In Santa Cruz and Puerto de la Cruz, Carnaval is the excuse for a week long rollercoaster of fun and spectacle with parades, surreal funeral processions, high heeled drag marathons and nightly open air street parties. It’s an exotic, exciting extravaganza which once experienced will never be forgotten.

Carnaval QueenI use the word ‘experienced’ carefully because there’s a chasm as wide as the Grand Canyon between ‘seeing’ Carnaval and experiencing it. Seeing it involves taking in the parades with their troupes of dancers in flamboyant costumes and Carnaval queens in incredible outfits which are more ornate chariot than clothing, or watching the wailing widows with their five o’clock shadows and torn fishnets following a gigantic, mutant sardine. Experiencing it is to get into fancy dress and dive straight into one of the all night (I’m not exaggerating) street parties held nightly at Plaza Principe in Santa Cruz and Plaza del Charco in Puerto de la Cruz.
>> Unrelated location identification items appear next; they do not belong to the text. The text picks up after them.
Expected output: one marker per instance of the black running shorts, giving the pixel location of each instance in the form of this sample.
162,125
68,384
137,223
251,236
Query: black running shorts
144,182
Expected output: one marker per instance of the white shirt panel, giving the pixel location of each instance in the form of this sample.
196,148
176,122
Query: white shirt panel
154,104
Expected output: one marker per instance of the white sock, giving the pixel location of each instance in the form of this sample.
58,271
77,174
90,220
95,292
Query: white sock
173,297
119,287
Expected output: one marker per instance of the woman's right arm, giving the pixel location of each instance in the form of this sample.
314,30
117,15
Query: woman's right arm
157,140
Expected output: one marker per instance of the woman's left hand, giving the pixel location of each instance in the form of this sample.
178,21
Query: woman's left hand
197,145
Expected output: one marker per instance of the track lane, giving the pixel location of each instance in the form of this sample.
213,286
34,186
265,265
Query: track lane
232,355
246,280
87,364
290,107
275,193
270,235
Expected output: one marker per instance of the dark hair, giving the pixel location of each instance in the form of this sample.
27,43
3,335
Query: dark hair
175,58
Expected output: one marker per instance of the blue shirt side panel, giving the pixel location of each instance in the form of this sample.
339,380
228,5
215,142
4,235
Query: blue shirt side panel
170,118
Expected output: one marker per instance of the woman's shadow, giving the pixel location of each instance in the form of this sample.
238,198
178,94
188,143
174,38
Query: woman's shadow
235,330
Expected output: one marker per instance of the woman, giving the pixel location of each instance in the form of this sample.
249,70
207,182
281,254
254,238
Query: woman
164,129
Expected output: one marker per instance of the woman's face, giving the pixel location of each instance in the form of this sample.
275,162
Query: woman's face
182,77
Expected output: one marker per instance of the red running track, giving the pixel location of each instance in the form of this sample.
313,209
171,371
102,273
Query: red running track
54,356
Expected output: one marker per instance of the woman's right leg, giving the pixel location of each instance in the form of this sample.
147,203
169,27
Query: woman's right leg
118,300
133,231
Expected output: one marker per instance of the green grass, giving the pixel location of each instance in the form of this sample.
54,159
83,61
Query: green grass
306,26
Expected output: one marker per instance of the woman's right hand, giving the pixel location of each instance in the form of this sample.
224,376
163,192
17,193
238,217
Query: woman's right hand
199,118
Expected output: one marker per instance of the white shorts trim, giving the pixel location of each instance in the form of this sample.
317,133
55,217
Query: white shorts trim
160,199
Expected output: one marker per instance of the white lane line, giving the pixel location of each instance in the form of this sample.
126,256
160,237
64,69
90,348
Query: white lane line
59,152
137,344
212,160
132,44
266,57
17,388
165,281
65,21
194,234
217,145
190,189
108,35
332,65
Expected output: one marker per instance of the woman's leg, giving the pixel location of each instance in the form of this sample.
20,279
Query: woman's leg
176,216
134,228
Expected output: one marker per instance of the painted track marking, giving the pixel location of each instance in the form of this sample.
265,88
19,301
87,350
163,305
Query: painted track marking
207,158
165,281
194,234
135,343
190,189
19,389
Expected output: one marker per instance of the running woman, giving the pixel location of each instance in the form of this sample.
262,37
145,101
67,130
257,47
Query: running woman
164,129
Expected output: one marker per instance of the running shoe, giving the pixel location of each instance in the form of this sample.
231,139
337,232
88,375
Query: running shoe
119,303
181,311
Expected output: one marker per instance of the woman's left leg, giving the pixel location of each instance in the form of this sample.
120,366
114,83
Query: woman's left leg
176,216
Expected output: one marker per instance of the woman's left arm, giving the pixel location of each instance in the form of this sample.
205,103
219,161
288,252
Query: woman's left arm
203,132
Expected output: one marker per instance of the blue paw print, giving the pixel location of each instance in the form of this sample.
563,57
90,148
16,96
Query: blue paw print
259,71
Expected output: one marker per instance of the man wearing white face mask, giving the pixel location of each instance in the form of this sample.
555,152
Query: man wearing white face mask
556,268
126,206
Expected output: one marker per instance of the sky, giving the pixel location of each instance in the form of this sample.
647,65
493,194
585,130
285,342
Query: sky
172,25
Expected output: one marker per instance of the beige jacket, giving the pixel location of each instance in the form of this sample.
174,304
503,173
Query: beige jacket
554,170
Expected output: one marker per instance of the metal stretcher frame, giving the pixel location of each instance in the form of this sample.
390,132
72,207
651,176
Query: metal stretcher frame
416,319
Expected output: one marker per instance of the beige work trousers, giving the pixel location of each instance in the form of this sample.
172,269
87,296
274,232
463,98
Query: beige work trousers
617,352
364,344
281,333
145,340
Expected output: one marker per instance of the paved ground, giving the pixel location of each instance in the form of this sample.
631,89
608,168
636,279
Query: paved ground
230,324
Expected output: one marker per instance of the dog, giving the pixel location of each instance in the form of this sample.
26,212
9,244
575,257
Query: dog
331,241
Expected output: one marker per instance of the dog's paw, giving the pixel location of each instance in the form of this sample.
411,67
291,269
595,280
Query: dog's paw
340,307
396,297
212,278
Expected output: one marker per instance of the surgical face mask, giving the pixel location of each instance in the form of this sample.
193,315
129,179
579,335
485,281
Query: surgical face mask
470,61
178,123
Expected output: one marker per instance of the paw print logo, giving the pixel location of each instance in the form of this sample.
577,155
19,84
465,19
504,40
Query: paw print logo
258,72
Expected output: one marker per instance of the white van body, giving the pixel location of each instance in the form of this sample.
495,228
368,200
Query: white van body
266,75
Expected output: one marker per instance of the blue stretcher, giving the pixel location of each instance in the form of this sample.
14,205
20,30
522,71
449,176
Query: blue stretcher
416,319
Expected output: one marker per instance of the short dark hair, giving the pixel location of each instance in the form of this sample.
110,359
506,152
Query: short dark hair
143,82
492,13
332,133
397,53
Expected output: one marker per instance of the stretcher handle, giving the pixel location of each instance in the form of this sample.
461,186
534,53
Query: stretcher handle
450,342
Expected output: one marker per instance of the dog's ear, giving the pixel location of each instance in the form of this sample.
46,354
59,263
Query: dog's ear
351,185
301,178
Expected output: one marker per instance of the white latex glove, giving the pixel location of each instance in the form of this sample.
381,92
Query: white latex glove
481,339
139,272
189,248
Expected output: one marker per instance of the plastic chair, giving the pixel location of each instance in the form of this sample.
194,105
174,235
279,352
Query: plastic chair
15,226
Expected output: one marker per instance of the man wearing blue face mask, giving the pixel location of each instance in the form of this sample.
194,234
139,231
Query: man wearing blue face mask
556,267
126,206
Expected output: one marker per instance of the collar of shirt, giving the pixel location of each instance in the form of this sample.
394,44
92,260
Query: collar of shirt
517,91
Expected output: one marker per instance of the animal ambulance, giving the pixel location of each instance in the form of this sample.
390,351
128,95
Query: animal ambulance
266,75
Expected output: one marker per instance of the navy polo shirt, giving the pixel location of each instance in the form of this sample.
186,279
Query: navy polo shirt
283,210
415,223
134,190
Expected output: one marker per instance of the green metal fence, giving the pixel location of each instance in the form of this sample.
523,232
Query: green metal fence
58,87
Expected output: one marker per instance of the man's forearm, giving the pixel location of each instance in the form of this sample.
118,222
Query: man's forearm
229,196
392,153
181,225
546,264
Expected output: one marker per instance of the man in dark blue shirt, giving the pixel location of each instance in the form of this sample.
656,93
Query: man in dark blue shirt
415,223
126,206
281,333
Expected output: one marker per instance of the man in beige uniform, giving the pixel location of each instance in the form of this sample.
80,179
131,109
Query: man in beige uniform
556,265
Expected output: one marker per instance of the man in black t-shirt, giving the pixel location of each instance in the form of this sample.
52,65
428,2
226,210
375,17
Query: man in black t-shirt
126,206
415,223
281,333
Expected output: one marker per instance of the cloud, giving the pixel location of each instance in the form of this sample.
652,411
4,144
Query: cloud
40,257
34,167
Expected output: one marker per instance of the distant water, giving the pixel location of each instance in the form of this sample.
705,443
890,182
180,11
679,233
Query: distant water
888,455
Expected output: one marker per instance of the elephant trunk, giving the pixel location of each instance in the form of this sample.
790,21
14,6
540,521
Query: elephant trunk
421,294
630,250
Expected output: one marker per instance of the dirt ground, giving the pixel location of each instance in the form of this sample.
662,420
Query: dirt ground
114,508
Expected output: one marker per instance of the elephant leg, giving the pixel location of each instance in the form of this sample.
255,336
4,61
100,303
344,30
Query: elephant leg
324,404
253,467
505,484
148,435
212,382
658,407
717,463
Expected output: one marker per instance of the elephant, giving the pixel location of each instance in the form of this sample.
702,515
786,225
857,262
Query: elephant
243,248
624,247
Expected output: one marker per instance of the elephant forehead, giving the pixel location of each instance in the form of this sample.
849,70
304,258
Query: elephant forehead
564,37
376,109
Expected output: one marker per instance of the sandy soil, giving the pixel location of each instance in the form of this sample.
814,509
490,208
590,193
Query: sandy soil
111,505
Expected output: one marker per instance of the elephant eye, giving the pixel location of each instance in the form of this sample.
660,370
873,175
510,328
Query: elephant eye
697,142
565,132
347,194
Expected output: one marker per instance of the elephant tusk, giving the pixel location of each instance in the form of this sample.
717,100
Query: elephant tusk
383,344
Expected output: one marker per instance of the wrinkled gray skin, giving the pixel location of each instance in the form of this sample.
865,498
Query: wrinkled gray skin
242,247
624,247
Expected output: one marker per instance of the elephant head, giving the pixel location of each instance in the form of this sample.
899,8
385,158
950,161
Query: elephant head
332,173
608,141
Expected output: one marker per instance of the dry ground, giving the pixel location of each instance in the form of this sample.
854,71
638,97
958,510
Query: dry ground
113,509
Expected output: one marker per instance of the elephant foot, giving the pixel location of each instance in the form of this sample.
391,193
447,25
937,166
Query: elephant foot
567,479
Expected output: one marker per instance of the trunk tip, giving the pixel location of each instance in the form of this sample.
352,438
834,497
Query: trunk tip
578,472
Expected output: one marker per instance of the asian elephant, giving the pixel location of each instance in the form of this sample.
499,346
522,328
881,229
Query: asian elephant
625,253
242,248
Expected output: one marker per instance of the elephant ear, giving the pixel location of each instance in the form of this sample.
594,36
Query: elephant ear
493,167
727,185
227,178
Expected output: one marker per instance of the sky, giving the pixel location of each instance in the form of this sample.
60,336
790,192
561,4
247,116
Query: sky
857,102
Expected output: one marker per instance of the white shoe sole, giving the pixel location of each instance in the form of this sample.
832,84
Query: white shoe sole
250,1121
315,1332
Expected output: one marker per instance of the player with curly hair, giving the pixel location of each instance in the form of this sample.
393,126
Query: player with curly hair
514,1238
It’s essential to wear fancy dress to really get the feel of Carnaval. At my first Carnaval, with typical British reserve I opted out of dressing up. Until midnight I enjoyed myself watching the plaza gradually fill up with the most bizarre and happiest looking revellers you’re likely to see anywhere. And then the balance changed; everyone to a man, woman and unidentifiable creature seemed to be in fancy dress. Wearing jeans and a jacket amidst the vampires, pirates and something dressed only in a pair of swimming trunks, his body painted silver and with a giant fish on his head (nothing is too bizarre for Carnaval) I felt out of place, like a dull voyeur on the periphery of the world’s best party and I vowed there and then to cast off my inhibitions and give in to the Zeitgeist in future.

Last year I was at various times a hippy, a brassy blonde widow and a grotesque monster. It was the best Carnaval I’d ever experienced; I watched three parades and danced badly through four street parties. It was exhilarating, but I was exhausted by the end of it and decided that my Carnaval days were over.

But I know exactly what’s going to happen. The Murga (clown bands who sing satirical songs and play toy trumpets) competitions will start to appear on TV (okay, I can live without them), then it’ll be the election of the queens and I’ll find my interest being well and truly pricked and around 10.00pm on the 2nd February, pulsating Latino sounds will weave their way from the town to our house and I’ll look across the table at Andy, my wife. After a few moments one of us will crack and say, “What do you think?” and the other will reply. “How can we not? It’s part of living here.” Then there’ll be a mad scramble through old clothes and previous Carnaval odds and sods and by midnight we’ll be in the middle of a mass of all manner of creatures swaying along to Shakira and Wycliffe and loving every minute of it.

There are some vices that are just too much fun to give up.